Violin Online: Violin Class
Unit 5 - 20th Century Violin Music
20TH CENTURY MUSIC
OVERVIEW (1900-2000)
UNIT 5.1
  1. World Wars and experimentation in music.
    Many significant historical and political events have taken place since this era began, including two world wars. The upheavals of these times have caused composers to take many different directions, including new forms of musical expression. Some of these new forms include the following 20th century styles of music.
  2. Impressionism.
    This term describes a form of music in which new sounds and sonorities are used to convey fleeting impressions, movement and moods. Forms often used in Impressionistic music include symphonies and smaller character pieces such as preludes and nocturnes.
  3. Expressionism.
    This style of music is exemplified by compositional techniques such as twelve-tone music and serialism. The twelve tone technique, developed by the composer Arnold Schoenberg (1874-1951), refers to a system where the composer arranges the twelve notes of the chromatic scale in a fixed order. This ordered sequence of the twelve notes is called a twelve-tone row or series that forms a unique melody. Composers using this method generally would not repeat any note in the tone row until the entire series of twelve notes had been heard. Variations to the tone row include retrograde, inverted and transposed versions of the tone row. Twelve-tone music often is highly atonal, and has been used with music forms such as quartets in unconventional ways. The twelve-tone technique was later called serialism, and continues to be used by some composers today.
  4. Chance Music.
    Also called aleatory music. In this form of music, indeterminancy is used in the composition of the music, performance, or both. The result is a new piece of music each time the chance music is performed.
  5. Electronic music.
    A few of the various forms of electronic music include: electronically produced sounds (e.g. music concrete which uses manipulated real sounds from a tape recorder); computer generated pitches, sounds, textures and compositions (including microtonal music); and combinations of traditional instruments with computer generated music.
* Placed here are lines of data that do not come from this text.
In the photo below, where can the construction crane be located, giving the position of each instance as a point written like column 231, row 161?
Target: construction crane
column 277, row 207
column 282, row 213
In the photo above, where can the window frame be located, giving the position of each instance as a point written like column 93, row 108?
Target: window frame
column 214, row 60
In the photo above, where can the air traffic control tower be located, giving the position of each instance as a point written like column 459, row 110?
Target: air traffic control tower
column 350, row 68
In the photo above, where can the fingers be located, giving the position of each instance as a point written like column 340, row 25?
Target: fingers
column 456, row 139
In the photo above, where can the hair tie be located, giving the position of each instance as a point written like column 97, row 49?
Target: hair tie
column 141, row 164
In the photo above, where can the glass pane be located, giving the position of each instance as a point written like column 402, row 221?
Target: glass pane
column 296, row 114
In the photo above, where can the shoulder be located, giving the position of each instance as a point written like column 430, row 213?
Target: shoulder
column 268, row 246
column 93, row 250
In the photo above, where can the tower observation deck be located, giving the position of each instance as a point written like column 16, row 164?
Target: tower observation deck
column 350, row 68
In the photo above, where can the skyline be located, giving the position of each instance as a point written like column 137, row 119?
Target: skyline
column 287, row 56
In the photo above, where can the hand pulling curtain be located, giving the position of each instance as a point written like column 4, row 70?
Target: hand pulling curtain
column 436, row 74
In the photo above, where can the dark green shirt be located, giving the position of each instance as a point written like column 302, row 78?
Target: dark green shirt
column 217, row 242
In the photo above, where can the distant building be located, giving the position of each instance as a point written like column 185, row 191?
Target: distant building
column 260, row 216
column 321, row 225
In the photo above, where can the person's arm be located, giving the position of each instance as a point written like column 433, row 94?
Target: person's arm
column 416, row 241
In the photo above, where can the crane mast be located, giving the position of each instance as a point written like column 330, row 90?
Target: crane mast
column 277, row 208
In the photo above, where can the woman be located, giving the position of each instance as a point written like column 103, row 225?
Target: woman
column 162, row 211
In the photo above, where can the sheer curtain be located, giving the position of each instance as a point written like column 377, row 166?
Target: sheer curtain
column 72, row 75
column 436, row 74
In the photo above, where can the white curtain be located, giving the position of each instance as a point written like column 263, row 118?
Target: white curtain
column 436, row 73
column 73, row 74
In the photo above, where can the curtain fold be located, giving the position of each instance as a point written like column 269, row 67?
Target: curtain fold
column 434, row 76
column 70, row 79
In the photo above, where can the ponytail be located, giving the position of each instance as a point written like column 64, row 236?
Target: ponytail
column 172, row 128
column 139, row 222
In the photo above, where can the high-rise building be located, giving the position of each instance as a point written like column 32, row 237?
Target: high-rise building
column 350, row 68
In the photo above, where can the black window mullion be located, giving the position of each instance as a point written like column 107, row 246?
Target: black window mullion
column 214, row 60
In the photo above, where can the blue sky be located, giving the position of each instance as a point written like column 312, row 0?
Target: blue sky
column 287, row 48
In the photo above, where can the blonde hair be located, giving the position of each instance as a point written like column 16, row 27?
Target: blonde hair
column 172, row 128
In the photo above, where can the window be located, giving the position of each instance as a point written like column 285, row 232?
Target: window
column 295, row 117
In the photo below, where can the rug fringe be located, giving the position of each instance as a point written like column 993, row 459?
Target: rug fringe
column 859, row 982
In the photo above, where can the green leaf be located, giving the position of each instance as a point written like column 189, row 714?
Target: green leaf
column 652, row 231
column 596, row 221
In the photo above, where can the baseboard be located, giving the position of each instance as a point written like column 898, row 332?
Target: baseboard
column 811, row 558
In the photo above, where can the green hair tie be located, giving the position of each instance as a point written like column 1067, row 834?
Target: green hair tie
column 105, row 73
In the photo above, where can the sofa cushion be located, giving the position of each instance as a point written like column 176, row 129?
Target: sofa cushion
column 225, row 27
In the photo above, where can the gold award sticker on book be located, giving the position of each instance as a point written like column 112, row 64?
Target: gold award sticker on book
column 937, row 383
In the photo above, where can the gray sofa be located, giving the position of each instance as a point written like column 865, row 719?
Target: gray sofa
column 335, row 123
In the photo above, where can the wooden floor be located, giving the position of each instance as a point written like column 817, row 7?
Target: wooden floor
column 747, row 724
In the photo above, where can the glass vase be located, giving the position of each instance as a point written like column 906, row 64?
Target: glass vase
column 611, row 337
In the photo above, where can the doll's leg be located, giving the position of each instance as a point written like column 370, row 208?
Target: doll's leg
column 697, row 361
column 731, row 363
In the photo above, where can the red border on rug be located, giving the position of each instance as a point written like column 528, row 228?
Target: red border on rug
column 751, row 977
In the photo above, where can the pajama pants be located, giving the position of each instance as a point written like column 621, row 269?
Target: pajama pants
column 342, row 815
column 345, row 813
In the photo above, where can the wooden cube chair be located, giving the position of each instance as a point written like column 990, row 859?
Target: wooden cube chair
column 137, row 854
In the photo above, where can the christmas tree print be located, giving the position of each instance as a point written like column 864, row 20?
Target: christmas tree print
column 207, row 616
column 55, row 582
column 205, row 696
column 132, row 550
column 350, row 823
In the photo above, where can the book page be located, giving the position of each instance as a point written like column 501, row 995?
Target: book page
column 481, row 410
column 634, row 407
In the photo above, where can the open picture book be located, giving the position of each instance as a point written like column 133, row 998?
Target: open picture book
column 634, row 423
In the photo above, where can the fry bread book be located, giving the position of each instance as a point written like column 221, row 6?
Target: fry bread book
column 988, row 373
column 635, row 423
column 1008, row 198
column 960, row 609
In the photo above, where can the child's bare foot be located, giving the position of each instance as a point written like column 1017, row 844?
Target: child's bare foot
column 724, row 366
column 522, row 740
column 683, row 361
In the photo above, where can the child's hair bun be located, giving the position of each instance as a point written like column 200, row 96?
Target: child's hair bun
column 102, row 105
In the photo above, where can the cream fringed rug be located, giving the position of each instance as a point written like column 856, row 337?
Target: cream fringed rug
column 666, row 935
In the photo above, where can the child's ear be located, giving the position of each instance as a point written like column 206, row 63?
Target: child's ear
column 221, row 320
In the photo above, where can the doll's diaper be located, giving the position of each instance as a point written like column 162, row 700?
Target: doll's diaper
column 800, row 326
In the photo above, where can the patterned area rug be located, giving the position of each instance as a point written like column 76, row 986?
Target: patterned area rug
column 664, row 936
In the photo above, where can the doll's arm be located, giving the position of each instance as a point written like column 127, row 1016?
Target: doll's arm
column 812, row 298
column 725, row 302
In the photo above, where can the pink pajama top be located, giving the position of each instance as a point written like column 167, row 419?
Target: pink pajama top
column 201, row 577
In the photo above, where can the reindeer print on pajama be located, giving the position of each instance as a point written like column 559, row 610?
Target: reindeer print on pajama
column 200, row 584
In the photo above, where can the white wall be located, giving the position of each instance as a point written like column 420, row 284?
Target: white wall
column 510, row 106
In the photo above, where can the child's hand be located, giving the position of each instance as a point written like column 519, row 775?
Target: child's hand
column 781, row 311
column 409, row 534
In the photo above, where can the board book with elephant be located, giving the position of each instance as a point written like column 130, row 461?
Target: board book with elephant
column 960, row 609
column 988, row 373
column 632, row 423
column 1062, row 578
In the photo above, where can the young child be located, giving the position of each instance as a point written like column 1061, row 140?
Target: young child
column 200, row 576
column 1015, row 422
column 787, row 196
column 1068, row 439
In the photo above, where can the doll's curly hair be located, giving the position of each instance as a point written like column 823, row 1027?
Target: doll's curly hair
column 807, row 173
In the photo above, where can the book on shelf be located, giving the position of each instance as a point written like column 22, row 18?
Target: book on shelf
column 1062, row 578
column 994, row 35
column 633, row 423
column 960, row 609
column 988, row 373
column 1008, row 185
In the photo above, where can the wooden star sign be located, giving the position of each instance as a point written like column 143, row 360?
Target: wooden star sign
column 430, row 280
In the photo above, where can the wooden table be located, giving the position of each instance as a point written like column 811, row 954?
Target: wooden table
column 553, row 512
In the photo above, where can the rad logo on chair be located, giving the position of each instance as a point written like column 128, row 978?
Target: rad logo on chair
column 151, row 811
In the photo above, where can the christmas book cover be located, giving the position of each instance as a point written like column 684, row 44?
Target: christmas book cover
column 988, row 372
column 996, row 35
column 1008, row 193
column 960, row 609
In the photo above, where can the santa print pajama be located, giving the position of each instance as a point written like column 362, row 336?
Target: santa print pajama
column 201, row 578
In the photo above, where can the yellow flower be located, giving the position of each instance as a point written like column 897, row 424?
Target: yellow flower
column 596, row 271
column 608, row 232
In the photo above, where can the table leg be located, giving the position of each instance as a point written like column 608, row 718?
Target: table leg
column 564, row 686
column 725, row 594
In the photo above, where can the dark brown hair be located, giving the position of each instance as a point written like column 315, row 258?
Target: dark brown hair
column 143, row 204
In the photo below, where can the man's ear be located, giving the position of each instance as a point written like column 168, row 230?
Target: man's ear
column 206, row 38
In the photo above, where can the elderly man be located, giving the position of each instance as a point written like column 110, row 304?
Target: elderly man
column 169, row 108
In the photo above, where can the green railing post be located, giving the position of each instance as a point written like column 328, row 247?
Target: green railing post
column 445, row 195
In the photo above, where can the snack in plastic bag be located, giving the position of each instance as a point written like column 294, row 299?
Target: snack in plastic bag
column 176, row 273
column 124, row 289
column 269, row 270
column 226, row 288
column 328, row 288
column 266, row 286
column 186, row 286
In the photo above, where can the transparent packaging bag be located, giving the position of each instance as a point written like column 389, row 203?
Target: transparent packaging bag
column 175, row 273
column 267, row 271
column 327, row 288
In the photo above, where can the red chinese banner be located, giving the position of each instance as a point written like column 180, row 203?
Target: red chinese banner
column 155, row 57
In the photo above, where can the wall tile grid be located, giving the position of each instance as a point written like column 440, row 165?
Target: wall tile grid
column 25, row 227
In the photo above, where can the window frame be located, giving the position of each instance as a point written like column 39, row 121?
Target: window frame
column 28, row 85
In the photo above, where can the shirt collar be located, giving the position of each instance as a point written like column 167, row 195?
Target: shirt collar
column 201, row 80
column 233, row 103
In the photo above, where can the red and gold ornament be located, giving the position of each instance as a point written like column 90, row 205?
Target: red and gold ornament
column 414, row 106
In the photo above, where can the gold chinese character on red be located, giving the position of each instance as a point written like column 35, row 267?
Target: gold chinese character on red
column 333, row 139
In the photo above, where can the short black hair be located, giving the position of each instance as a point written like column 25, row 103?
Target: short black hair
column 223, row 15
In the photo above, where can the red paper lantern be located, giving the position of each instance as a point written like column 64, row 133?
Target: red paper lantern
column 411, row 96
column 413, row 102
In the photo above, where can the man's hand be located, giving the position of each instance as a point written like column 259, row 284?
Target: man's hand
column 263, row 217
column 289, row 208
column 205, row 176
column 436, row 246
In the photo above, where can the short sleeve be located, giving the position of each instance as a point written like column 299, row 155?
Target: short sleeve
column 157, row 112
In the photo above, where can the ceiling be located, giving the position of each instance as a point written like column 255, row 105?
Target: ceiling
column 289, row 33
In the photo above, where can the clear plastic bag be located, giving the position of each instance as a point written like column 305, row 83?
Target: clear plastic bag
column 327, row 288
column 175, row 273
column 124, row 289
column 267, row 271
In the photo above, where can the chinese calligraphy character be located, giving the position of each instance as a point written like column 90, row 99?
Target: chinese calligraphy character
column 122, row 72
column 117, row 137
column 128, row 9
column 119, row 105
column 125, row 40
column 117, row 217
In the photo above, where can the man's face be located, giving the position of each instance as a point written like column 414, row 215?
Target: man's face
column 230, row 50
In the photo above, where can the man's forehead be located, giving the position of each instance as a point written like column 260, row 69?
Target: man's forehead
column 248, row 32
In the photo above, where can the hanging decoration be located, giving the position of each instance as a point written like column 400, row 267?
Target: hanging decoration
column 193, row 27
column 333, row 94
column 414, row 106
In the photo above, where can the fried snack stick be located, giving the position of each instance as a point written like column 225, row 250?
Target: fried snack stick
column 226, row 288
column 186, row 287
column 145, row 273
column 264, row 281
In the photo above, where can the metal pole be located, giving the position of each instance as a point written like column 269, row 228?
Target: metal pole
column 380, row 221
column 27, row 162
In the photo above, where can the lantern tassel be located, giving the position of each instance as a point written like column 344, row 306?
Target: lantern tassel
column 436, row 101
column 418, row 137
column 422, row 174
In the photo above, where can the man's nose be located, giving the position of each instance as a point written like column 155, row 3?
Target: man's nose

  6. Past musical styles and forms have remained in use.
    Musical forms and styles from previous musical periods have also been used during this era, often in experimental ways such as Post-Romantic, Neo-Classic and Neo-Baroque styles. Additionally, early music groups have been formed to perform the music of past eras such as the Baroque and Classical periods, often using authentic performance practices and period instruments.
  7. Popular music has increased in importance.
    During this era, art music acquired the status of an elite form of entertainment that many members of the general public could no longer relate to. Popular music such as jazz, country, rock, pop, rap, hip-hop and other contemporary forms of popular music have become the predominant music listened to by the general public. Whereas in the past, classical music was the popular music of its day, this no longer is true.
  8. New Directions.
    All sounds, styles and forms of music are now possible for composers, listeners and musicians, including the music of non-western cultures. Composers are writing both highly sophisticated and complex art music, often understandable only to an elite few, as well as art music accessible to the masses, such as music composed for movies and musical theater. Although the attendance at public classical music concerts may be waning in some cities, the core of classical music supporters remains strong. A rising tide of musical amateurs, eager to learn how to play musical instruments and to perform classical music has also emerged in recent years. Traditional modes of musical instruction and printed sheet music are plentiful, and new directions in technology such as online learning and immediate access to digital sheet music and recordings offer abundant opportunities for lifelong learning and active music making.